The Museum Center at Five Points recently received a collection of 19th-century legal documents and city charter amendments donated by the Cleveland City Council. The collection was given to the city by Jo Day, widow of local columnist and cartoonist Ned Day.
"It's a pretty nice find," said Hassan Najjar, executive director of the museum. "It was like we were opening Christmas presents when we first got to unbox these old records."
Most of the documents, primarily deeds and property transfers, date between 1880 and 1901, museum officials said.
One of the most interesting pieces is a list of amendments to the city's first charter that were probably drafted between the 1840s and 1864, based on the frequent mention of "freemen" in the document, said Lisa Chastain, the museum's curator of collections.
About the only other clue to the publication date of the charter amendments is a publisher's watermark that appears on the top left corner of the pages, Najjar said.
Cleveland, which was founded in 1838, adopted its first charter in 1842, officials said. That charter lasted until 1879, when the city adopted its second charter.
Highlights of the charter amendments include regulations on the upkeep of horses, protection of shade trees, and gambling, she said.
"You could be fined $1 for injuring a shade tree," Chastain said. "That was a lot of money."
Museum officials speculated that the collection might have originated as part of an attorney's record cache.
The documents, Chastain said, will be transcribed after they undergo preservative treatments.
To the north of Cleveland, nearly two dozen 19th-century veterans' graves at the Calhoun Cemetery have been identified by Laura Spann, a researcher associated with the Charleston-Calhoun-Hiwassee Historical Society.
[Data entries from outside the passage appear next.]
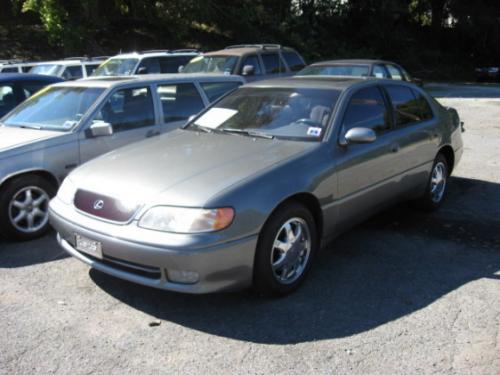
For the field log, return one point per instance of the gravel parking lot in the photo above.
(403, 293)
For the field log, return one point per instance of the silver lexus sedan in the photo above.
(249, 189)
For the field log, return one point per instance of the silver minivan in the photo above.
(69, 123)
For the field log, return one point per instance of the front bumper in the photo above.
(220, 267)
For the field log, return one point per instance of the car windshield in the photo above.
(47, 69)
(211, 64)
(336, 70)
(289, 113)
(54, 108)
(116, 67)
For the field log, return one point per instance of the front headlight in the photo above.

"For many years, various groups in Calhoun have placed flags on the graves of veterans buried in the cemetery, and this recent finding will give these newly discovered veterans the recognition they deserve as part of history," Melissa Woody, vice president of the convention and visitors bureau with the Cleveland/Bradley Chamber of Commerce, said in a news release.
Several of the veterans served in the War of 1812, while others served in the Civil War, she said. Many played key roles in the Cherokee Removal or took active roles in county government and the founding of Calhoun, she said.
Spann will give a presentation on her findings on Sunday at 3 p.m. at the Hiwassee River Heritage Center in Charleston.